Can you be more specific? In what way is “consumer protection reporting” (which I presume means coverage of consumer safety issues like the Firestone recall) intrinsically “biased” against business, just because it may report facts unfavorable to business? Though such stories are often big news events (and sometimes, as in the silicone breast implants scare, are insufficiently founded in fact), I think that the attitude behind them is much more one of “Scary Unexpected Threats to Public Safety Sell Newspapers” than one of “Death to the Evil Corporate Pigs.” And they do not even come close to outweighing the overall corporate-boosterism media tendencies that Jeremytt and others here have mentioned.

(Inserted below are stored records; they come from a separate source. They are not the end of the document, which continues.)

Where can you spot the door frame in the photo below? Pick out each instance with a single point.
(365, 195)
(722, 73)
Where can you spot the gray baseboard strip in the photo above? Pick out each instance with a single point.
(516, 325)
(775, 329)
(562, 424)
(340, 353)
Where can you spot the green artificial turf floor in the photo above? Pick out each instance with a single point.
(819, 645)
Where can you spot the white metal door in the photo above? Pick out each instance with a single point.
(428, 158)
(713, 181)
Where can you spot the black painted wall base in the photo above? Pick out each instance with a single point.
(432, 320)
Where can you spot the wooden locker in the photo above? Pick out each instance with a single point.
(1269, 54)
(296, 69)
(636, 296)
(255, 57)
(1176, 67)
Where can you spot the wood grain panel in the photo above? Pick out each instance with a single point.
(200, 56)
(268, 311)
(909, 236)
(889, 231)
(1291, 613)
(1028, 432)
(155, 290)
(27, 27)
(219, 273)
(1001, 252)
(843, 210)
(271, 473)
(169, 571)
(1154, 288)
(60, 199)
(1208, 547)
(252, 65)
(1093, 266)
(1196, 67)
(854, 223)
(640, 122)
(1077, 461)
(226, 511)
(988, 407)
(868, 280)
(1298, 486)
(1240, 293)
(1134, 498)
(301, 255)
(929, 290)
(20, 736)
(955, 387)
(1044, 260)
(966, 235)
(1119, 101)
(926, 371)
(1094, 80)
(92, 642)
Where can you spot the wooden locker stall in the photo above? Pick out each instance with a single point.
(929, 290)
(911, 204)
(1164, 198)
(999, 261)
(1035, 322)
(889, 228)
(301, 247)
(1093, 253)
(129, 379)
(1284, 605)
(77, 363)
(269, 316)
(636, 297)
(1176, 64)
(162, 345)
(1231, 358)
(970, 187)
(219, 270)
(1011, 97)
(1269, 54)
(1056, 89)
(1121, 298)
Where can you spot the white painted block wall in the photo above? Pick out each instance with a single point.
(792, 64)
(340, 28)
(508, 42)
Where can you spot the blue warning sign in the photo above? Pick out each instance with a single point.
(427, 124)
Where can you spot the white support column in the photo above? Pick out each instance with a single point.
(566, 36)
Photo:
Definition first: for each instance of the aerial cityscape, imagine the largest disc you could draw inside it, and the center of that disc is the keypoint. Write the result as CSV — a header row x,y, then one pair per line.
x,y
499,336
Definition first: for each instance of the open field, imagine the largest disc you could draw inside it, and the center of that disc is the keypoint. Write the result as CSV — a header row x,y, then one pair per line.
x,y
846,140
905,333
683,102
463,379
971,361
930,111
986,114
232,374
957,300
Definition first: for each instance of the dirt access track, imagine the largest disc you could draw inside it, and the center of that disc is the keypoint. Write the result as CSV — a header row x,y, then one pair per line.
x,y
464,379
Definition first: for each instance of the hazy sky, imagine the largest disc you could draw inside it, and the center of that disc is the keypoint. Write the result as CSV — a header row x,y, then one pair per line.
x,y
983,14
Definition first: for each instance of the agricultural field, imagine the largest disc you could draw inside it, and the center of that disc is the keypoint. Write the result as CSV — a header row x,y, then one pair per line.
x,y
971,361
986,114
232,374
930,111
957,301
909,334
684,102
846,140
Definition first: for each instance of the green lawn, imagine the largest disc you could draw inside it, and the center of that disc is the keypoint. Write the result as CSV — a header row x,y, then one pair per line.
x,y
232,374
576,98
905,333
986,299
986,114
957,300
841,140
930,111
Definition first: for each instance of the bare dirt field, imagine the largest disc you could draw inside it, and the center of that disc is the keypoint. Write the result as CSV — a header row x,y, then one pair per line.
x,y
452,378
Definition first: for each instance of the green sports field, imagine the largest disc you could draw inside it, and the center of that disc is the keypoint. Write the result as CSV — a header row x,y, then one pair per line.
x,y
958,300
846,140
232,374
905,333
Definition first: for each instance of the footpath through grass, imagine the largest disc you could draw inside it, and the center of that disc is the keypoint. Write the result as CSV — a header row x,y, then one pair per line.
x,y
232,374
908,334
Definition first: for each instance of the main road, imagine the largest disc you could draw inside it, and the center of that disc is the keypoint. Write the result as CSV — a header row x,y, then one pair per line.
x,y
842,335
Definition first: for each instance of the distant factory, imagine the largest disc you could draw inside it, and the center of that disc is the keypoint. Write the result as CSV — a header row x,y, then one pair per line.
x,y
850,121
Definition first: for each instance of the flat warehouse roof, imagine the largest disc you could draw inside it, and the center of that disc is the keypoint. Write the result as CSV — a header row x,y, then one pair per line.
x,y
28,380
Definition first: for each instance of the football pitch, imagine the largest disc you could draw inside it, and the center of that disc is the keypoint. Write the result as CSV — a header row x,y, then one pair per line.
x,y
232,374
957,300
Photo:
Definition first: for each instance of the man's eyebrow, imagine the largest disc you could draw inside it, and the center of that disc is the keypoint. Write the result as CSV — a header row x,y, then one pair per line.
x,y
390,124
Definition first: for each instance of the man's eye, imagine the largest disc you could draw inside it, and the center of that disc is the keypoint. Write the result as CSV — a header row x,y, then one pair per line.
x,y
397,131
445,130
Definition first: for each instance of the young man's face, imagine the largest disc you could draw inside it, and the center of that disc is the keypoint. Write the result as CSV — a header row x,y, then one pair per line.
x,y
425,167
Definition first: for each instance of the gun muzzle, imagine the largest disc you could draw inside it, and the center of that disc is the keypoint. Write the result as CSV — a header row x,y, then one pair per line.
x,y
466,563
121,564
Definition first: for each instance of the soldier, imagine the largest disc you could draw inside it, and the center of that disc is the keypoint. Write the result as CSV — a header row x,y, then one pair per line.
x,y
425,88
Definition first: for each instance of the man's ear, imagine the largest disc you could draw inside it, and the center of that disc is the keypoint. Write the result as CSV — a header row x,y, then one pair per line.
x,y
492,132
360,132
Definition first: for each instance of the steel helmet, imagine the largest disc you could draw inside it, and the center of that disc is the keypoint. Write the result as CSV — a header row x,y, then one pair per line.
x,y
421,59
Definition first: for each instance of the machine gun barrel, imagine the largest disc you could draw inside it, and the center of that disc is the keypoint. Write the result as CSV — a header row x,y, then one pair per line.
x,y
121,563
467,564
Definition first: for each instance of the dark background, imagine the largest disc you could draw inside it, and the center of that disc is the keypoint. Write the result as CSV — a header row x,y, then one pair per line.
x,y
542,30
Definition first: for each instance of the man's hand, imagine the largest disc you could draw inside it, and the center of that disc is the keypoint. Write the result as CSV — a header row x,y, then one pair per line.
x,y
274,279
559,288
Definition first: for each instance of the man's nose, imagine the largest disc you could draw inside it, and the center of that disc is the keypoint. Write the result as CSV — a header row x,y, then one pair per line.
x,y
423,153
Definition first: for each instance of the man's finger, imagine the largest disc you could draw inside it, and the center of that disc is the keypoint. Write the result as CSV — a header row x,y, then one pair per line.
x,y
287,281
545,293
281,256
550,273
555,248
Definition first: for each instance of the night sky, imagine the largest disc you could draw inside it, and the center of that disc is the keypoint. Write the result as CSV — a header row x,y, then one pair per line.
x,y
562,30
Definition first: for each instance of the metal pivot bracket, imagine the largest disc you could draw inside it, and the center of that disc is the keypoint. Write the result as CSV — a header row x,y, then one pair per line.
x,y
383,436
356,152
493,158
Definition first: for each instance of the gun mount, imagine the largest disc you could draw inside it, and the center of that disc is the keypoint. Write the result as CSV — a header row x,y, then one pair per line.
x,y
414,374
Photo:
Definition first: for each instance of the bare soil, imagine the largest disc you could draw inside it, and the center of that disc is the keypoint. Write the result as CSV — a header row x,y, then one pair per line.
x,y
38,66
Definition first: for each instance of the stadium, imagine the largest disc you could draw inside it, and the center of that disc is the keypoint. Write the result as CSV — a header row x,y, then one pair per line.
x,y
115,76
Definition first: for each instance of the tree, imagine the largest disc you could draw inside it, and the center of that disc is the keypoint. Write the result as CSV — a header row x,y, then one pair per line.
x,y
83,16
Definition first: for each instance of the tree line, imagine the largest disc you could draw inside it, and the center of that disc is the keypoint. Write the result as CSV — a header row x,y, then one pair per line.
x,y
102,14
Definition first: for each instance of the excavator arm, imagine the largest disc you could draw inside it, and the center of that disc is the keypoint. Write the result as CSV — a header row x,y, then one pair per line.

And even if you were convinced of this dichotomy, why on earth would you accept the idea of slanted “social” reporting unless you were greedy for the perceived advantage it gave your causes?
As I noted above, nobody is “accepting” (in the sense of condoning) slanted reporting of any kind, so you can set your mind at rest about that.
As for the so-called “left-wing editorializing” about Bush and abortion that you claimed your opponents were too scared to take you up on, if that’s the same comment that I discussed with you in one of the abortion threads, I think that’s an awfully feeble argument you’ve got there. A news story about Bush’s restoring the “global gag rule” that ends with one sentence about his “signaling quick action to reverse Clinton’s policies on access to abortion” or words to that effect (apologies for not having the quote handy) seems blatantly left-slanted to you? Clinton removed Reagan’s and Bush Sr.'s “global gag rule”, which as posters on the other thread noted has the effect of hampering access to abortion, and Dubya put it back. And he justified that action by referring to his moral opposition to abortion and his hopes of seeing it further legally restricted. That seems to me to make the comment in the news story a perfectly reasonable prediction of what Bush’s policy actions on abortion will be, requiring no left-wing bias whatsoever to motivate it.
But hey, if you want to see it as a ghastly example of overwhelming liberal bias, go ahead—as Svinlesha pointed out, ultimately all our perceptions depend on where we’re standing ourselves. But the impression I get is that your accusations of “liberal bias” stem primarily from your own fairly extreme right-wing preferences. And naturally, you can retort that the converse applies to me, and we’ll be back where we started. But it will not make your arguments any stronger simply to keep claiming that you’re obviously right and anyone who doesn’t see it must be biased.